A Experimental setup for the prophylactic vaccination of mice with DC-based vaccines loaded with GL261 cells treated with PS-PDT (PS at a dose of 1.4 µM). As controls, we used DC-based vaccines loaded with GL261 cells subjected to F/T cycles or treated with 2.0 µM MTX or mire were injected with PBS. The mice were injected on days 0 and 7, and seven days after the last vaccination they were intracranially injected with viable GL261 cells using stereotactic coordinates. B The curve represents the survival of mice in the four treatment groups of 6–7 mice per group for up to 24 days. Statistical significance was determined by the Mantel-Cox logarithmic test, *p < 0.01. C Diffusion-weighted tomography images for determining tumor volume (n = 6–7 per group). Statistical significance was determined by unpaired Mann–Whitney U test, *p < 0.05. D, E Temporal progression of neurological deficits in mice treated as described in (A). The neurological status of the mice for up to day 22 after intracranial tumor inoculation. The percentage of mice after intracranial tumor inoculation in the DC + PS-PDT or DC + MTX group showed a significant difference in the degree of neurological alterations (grades 0–4); n = 6–7 per group; *p < 0.01, a statistically significant difference from the PBS group; ^#statistically significant difference from the F/T group; Wilcoxon test.

Although prophylactic vaccination is valuable for the analysis of molecular mechanisms, it does not reflect the actual clinical situation when patients are therapeutically vaccinated. Therefore, we tested the effectiveness of DC-GL261_PS-PDT vaccines in the therapeutic orthotopic mouse model (Suppl. Fig. 3A). We found that four consecutive DC-GL261_PS-PDT or DC-GL261_MTX vaccine injections significantly increased the median survival of glioma-inoculated mice by about 38% (37 days versus 51 days, p < 0.02) and also resulted in about 66% more long-term cured survivors compared to mice injected with PBS (Suppl. Fig. 3B). This finding was confirmed by analysis of neurological scores, ex vivo MRI and histological analysis (Suppl. Fig. 3C–F). To further examine the adaptive immune response induced in the therapeutic setting by DC-GL261_PS-PDT vaccines, we performed immune cell phenotyping of the isolated draining lymph nodes of vaccinated mice. Interestingly, we found that the draining lymph nodes of mice therapeutically vaccinated with DC-GL261_PS-PDT contained a significantly increased number of CD8⁺T cells compared to the control while the number of DCs and macrophages remain unchanged (Suppl. Fig. 3G).

Glioma cells undergoing immunogenic cell death after PS-PDT induce a Th17 signature in DCs

To identify the pathways induced in DC vaccines after in vitro coculture with dying GL261_PS-PDT or GL261_MTX (positive control), we sequenced the RNA of bone-marrow-derived DCs. Before sequencing, we performed a two-step enrichment for DCs (Fig. 4A). Flow cytometry showed that this resulted in the enrichment of DCs from 11.3% to 85.3% of CD11c⁺ cells.

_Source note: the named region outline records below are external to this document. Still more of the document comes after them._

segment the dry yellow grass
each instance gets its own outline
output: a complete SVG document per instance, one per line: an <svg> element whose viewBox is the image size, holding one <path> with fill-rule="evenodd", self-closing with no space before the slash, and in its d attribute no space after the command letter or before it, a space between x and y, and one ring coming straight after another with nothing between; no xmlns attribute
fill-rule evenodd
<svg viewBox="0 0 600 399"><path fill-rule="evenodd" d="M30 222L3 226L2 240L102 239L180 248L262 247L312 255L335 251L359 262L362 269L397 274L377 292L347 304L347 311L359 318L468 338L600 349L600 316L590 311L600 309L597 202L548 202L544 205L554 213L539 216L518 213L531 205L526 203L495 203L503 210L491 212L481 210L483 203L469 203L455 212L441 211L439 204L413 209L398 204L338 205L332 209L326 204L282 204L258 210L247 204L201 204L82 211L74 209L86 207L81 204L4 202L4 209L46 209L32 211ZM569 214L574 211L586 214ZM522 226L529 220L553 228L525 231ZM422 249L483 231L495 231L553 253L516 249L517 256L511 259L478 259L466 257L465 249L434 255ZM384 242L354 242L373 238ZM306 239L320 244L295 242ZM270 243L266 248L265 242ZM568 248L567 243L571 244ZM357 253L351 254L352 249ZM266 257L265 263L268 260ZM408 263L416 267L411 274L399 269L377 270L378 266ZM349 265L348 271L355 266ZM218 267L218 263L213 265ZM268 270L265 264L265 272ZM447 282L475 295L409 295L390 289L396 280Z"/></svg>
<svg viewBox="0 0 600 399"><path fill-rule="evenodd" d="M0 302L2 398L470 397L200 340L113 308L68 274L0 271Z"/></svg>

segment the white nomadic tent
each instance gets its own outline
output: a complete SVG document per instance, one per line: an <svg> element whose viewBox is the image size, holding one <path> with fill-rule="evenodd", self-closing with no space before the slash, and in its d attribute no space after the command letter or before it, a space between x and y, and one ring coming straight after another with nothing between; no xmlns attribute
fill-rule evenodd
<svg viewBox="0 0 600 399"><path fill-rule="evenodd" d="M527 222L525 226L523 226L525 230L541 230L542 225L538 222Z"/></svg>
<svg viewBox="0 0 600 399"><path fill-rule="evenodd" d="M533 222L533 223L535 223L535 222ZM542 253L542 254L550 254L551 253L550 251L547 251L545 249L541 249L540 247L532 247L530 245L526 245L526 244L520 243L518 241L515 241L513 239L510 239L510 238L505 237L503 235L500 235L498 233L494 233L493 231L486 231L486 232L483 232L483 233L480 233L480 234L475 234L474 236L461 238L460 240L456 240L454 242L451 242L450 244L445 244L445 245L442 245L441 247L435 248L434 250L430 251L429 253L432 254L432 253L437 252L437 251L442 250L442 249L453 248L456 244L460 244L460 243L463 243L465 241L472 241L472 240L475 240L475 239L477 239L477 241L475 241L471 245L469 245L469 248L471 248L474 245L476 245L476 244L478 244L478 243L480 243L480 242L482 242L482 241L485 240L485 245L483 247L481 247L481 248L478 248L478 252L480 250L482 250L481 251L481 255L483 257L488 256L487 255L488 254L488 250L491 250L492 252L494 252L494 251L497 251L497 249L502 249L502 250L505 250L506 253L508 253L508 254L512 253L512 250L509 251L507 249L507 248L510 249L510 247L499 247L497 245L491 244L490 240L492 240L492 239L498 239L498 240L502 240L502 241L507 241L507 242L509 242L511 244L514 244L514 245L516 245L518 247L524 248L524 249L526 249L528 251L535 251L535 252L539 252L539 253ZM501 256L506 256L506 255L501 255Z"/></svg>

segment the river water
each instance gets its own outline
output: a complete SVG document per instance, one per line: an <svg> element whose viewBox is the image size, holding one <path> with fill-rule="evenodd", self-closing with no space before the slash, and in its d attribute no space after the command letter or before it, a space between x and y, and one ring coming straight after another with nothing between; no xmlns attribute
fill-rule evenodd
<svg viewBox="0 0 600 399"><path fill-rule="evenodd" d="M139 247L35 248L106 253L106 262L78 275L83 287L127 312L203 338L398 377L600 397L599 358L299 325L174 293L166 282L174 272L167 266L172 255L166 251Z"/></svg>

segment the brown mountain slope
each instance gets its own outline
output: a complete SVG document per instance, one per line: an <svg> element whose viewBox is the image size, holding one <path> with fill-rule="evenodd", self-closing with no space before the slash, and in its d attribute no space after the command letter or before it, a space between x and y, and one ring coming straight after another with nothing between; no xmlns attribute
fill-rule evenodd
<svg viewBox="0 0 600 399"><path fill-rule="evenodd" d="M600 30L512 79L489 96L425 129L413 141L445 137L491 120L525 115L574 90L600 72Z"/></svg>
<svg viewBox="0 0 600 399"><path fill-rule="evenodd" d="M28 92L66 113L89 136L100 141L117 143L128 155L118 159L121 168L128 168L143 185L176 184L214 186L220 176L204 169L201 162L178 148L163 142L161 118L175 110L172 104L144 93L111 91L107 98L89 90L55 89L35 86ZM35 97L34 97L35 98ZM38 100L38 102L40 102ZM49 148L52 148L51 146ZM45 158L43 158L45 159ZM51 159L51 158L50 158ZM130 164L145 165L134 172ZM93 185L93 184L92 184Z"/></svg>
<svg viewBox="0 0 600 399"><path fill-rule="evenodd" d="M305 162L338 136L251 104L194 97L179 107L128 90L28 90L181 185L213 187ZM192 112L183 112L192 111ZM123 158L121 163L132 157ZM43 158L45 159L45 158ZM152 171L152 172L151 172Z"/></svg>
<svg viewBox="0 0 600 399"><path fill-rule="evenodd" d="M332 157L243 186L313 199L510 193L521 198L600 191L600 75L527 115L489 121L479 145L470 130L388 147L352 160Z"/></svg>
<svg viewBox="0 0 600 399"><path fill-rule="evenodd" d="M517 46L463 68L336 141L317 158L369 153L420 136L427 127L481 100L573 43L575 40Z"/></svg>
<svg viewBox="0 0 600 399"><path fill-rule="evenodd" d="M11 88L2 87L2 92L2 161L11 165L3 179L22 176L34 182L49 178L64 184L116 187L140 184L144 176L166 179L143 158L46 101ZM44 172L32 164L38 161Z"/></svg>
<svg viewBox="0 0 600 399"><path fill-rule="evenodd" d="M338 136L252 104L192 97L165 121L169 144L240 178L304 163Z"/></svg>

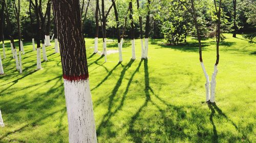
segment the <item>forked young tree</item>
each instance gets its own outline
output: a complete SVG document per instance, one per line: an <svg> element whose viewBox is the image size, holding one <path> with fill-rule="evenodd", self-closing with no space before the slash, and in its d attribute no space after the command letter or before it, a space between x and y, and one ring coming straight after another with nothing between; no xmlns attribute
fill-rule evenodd
<svg viewBox="0 0 256 143"><path fill-rule="evenodd" d="M220 31L219 31L218 30L220 30L220 14L221 14L221 0L219 2L219 10L217 10L217 8L216 6L216 1L215 0L215 6L216 7L216 10L217 12L217 17L218 17L218 19L217 20L218 24L217 24L217 60L216 61L216 63L215 65L215 68L214 68L214 72L212 74L212 79L211 79L211 81L210 83L210 80L209 80L209 76L208 75L208 74L207 73L206 70L205 70L205 68L204 67L203 62L203 58L202 55L202 42L201 41L201 34L200 34L200 26L198 22L198 18L197 17L198 16L198 13L197 11L197 9L195 7L195 1L194 0L189 0L189 3L186 2L185 1L182 1L182 0L179 0L179 2L183 5L186 9L187 10L187 11L190 13L191 15L192 16L193 19L193 22L194 23L194 25L196 28L196 32L197 32L197 39L198 40L198 44L199 44L199 60L200 61L201 65L202 67L202 69L203 69L203 71L204 74L204 76L205 77L205 78L206 79L206 82L205 83L205 91L206 91L206 101L207 102L208 102L209 101L210 101L211 102L215 102L215 87L216 87L216 77L217 75L217 66L218 65L218 64L219 63L219 44L220 42ZM219 16L218 15L220 15ZM218 39L219 39L219 41L218 41ZM217 63L218 62L218 63ZM211 94L210 94L210 90L209 90L209 85L210 83L211 84Z"/></svg>
<svg viewBox="0 0 256 143"><path fill-rule="evenodd" d="M19 64L18 64L18 56L17 55L17 51L16 50L16 47L15 45L14 44L14 40L13 39L13 35L12 34L12 26L11 25L11 20L10 19L10 15L9 13L9 10L7 7L7 5L5 2L5 0L3 0L2 3L4 3L5 4L5 11L6 11L6 22L7 23L7 27L8 27L8 34L9 34L9 37L10 38L10 40L11 41L10 44L11 44L11 48L12 49L13 51L13 57L14 59L15 59L15 62L16 62L16 69L18 70L19 69Z"/></svg>
<svg viewBox="0 0 256 143"><path fill-rule="evenodd" d="M142 17L140 11L140 2L139 0L137 0L137 9L139 11L139 22L140 24L140 46L141 47L141 59L143 58L144 56L144 46L143 46L143 32L142 29Z"/></svg>
<svg viewBox="0 0 256 143"><path fill-rule="evenodd" d="M134 36L134 24L133 21L133 1L129 2L130 19L131 20L131 40L132 42L132 59L135 60L135 39Z"/></svg>
<svg viewBox="0 0 256 143"><path fill-rule="evenodd" d="M98 52L98 39L99 37L99 0L96 0L95 11L95 34L94 36L94 53Z"/></svg>
<svg viewBox="0 0 256 143"><path fill-rule="evenodd" d="M64 80L69 142L97 142L79 0L52 0Z"/></svg>
<svg viewBox="0 0 256 143"><path fill-rule="evenodd" d="M4 1L3 1L4 2ZM4 9L5 4L3 2L1 3L1 9L0 14L0 39L2 39L3 46L3 58L6 58L5 49L5 37L4 36L4 26L5 25L5 17L4 17Z"/></svg>
<svg viewBox="0 0 256 143"><path fill-rule="evenodd" d="M146 16L146 26L145 27L145 49L144 49L143 58L147 58L147 52L148 51L148 36L150 34L150 4L151 2L147 0L147 13Z"/></svg>
<svg viewBox="0 0 256 143"><path fill-rule="evenodd" d="M112 5L114 7L114 10L115 12L115 17L116 18L116 30L117 31L117 42L118 45L118 52L119 55L119 62L122 62L123 61L123 58L122 56L122 48L121 47L121 38L120 35L119 31L119 20L118 19L118 13L117 12L117 9L116 8L116 3L114 0L111 0L112 1Z"/></svg>
<svg viewBox="0 0 256 143"><path fill-rule="evenodd" d="M50 8L47 11L47 22L46 26L46 46L51 46L51 40L50 38L50 29L51 28L51 3L49 3Z"/></svg>
<svg viewBox="0 0 256 143"><path fill-rule="evenodd" d="M39 15L39 8L37 0L35 0L35 4L32 0L30 0L31 5L34 8L34 11L36 17L36 29L37 33L36 36L36 69L37 70L41 69L41 46L40 45L40 36L41 35L41 25L40 24L40 18Z"/></svg>

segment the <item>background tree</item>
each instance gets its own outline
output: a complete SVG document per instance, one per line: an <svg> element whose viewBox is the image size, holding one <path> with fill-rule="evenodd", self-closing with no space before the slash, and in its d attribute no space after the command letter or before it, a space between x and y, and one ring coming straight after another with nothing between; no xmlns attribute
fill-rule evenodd
<svg viewBox="0 0 256 143"><path fill-rule="evenodd" d="M52 0L59 40L69 142L96 142L79 2Z"/></svg>

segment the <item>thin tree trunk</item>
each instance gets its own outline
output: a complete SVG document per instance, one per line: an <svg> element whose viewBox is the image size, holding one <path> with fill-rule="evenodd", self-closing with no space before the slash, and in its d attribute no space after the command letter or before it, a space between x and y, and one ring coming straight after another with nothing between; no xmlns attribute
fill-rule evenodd
<svg viewBox="0 0 256 143"><path fill-rule="evenodd" d="M146 17L146 27L145 28L145 51L143 58L147 58L147 52L148 50L148 36L150 33L150 6L151 2L150 0L147 0L147 14Z"/></svg>
<svg viewBox="0 0 256 143"><path fill-rule="evenodd" d="M135 60L136 59L135 55L135 39L134 38L134 25L133 21L133 3L132 1L129 2L129 10L130 10L130 19L131 20L131 40L132 42L132 59Z"/></svg>
<svg viewBox="0 0 256 143"><path fill-rule="evenodd" d="M79 1L52 1L61 49L69 142L97 142Z"/></svg>

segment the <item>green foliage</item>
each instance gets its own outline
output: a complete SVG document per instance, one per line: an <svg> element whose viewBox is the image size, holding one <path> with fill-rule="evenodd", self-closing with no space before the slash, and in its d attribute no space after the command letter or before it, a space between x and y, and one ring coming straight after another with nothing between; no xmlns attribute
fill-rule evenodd
<svg viewBox="0 0 256 143"><path fill-rule="evenodd" d="M134 61L126 41L123 62L118 64L118 52L108 55L105 63L92 54L94 39L86 39L98 142L254 142L256 44L240 35L224 36L216 105L204 102L205 78L196 39L188 37L187 45L172 46L150 39L148 60ZM135 41L140 55L140 41ZM202 42L204 63L211 73L216 43ZM0 75L6 125L0 128L0 142L68 142L61 64L54 42L46 47L49 61L38 71L36 51L31 43L24 43L22 74L15 69L8 42L7 59L2 60L5 74ZM108 43L110 49L118 50L117 42Z"/></svg>

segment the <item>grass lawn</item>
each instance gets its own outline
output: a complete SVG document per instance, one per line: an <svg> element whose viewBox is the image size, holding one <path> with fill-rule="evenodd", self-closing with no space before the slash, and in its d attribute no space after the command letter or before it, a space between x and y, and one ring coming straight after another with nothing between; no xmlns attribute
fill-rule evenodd
<svg viewBox="0 0 256 143"><path fill-rule="evenodd" d="M134 61L127 41L123 62L118 64L118 53L108 55L106 63L92 54L94 39L86 39L98 142L255 142L256 44L241 35L225 36L217 102L211 105L204 102L205 78L196 39L189 38L187 44L179 46L151 40L148 59L143 61L136 40ZM216 57L214 41L203 41L210 77ZM36 52L31 43L24 42L24 73L19 74L7 42L7 59L2 60L5 74L0 75L0 108L6 125L0 128L0 142L68 142L59 53L54 53L53 46L47 47L49 61L36 71ZM101 46L99 43L100 50ZM115 43L107 47L117 50ZM3 54L2 46L1 51Z"/></svg>

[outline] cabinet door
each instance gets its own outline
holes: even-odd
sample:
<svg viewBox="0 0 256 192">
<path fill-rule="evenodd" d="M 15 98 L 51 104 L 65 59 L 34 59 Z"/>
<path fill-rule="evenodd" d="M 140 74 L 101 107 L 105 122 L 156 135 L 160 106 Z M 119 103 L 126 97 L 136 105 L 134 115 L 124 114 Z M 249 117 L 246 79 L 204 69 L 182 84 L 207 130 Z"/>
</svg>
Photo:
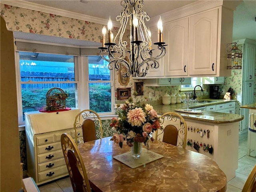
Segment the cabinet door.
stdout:
<svg viewBox="0 0 256 192">
<path fill-rule="evenodd" d="M 243 55 L 244 60 L 242 67 L 244 68 L 243 80 L 253 81 L 254 78 L 255 57 L 256 57 L 255 45 L 246 43 L 244 44 L 244 54 Z"/>
<path fill-rule="evenodd" d="M 168 23 L 164 25 L 165 76 L 188 75 L 188 18 Z"/>
<path fill-rule="evenodd" d="M 152 52 L 153 53 L 152 56 L 155 57 L 158 55 L 159 54 L 160 51 L 157 48 L 157 46 L 154 45 L 154 43 L 157 42 L 157 31 L 151 31 L 151 42 L 152 42 Z M 168 47 L 166 46 L 165 47 Z M 159 67 L 158 68 L 150 68 L 149 70 L 147 71 L 146 77 L 154 77 L 157 78 L 158 77 L 163 77 L 164 76 L 164 58 L 165 57 L 162 58 L 161 59 L 158 60 L 159 63 Z M 145 67 L 146 65 L 144 65 Z M 144 67 L 145 69 L 145 67 Z M 144 77 L 138 77 L 136 78 L 144 78 Z"/>
<path fill-rule="evenodd" d="M 254 81 L 246 81 L 243 83 L 243 94 L 242 104 L 247 105 L 254 102 Z"/>
<path fill-rule="evenodd" d="M 192 16 L 189 28 L 189 75 L 216 73 L 218 10 Z"/>
</svg>

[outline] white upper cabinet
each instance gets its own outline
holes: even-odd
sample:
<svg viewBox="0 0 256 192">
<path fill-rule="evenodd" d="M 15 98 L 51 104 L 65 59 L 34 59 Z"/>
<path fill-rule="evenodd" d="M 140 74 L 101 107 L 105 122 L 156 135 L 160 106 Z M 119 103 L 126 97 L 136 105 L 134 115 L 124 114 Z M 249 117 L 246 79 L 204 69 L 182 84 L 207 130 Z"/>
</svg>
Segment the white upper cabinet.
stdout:
<svg viewBox="0 0 256 192">
<path fill-rule="evenodd" d="M 188 18 L 164 25 L 166 53 L 164 56 L 164 75 L 188 75 Z"/>
<path fill-rule="evenodd" d="M 232 42 L 233 11 L 238 4 L 197 1 L 161 14 L 166 53 L 160 68 L 150 70 L 140 78 L 231 76 L 226 45 Z M 154 42 L 157 32 L 152 31 Z"/>
<path fill-rule="evenodd" d="M 216 75 L 218 9 L 190 18 L 190 75 Z"/>
</svg>

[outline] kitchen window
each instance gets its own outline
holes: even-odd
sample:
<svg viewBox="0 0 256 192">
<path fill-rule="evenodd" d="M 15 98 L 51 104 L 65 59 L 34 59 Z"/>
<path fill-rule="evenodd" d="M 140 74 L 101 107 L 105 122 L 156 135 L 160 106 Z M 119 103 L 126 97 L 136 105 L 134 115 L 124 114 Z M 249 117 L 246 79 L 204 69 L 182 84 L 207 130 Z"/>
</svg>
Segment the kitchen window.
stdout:
<svg viewBox="0 0 256 192">
<path fill-rule="evenodd" d="M 192 77 L 191 84 L 190 85 L 184 85 L 181 86 L 181 91 L 194 91 L 194 88 L 197 85 L 203 86 L 203 78 L 202 77 Z M 200 89 L 199 86 L 196 88 L 196 90 Z"/>
<path fill-rule="evenodd" d="M 20 51 L 16 59 L 19 124 L 24 112 L 46 106 L 46 93 L 54 87 L 68 94 L 67 107 L 114 114 L 113 73 L 100 56 Z"/>
</svg>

Fig. 4: RNA sequencing expression analysis of bone marrow-derived dendritic cells (DCs) co-cultured with dying/dead GL261 cells.

A DCs were co-cultured with GL261 cells treated with 2.0 µM MTX, or loaded with 1.4 µM photosens and exposed to PDT (PS-PDT) for 6 h. The DCs were depleted of dead cells and CD11-positive cells were purified as described in Materials and Methods and in Efimova et al. [84]. The total RNA extracted from the purified DCs was subjected to RNA-seq analysis. B Venn diagram showing the total number of genes that were differentially expressed more than twofold (|Fold Change| ≥ 2; adjusted p-value < 0.05, base Mean > 100) in the PS-PDT and MTX groups compared to controls. C Histograms with fold change in expression level of differentially expressed genes (adjusted p-value < 0.05, base Mean > 100) between the experimental groups (PS-PDT, MTX) and control. D, E Gene-gene correlation matrices. Pearson-correlation matrix of 61 marker genes of DC maturation in samples under the action of PS-PDT (D) and samples under the action of MTX (E). Each colored square within the figure illustrates the correlation between two genes. Red indicates a very strong positive correlation, black no correlation, and green a very strong negative correlation. F Box plots showing the expression of DC genes the products of which activate a Th17 response. The Tgfb3, Il6, and Il23a genes were strongly expressed in the PS-PDT and MTX groups compared with the control group. The x-axis of the plot represents different groups: PS-PDT, MTX, and control. The y-axis shows the expression data after log₂(TPM + 1) transformation. Statistical significance analysis was performed using the Wald test from DESeq2. Adjusted p-value using Benjamini–Hochberg mode < 0.05 was considered statistically significant. *p < 0.05, **p < 0.01, ***p < 0.001, ****p < 0.0001. TPM transcripts per million.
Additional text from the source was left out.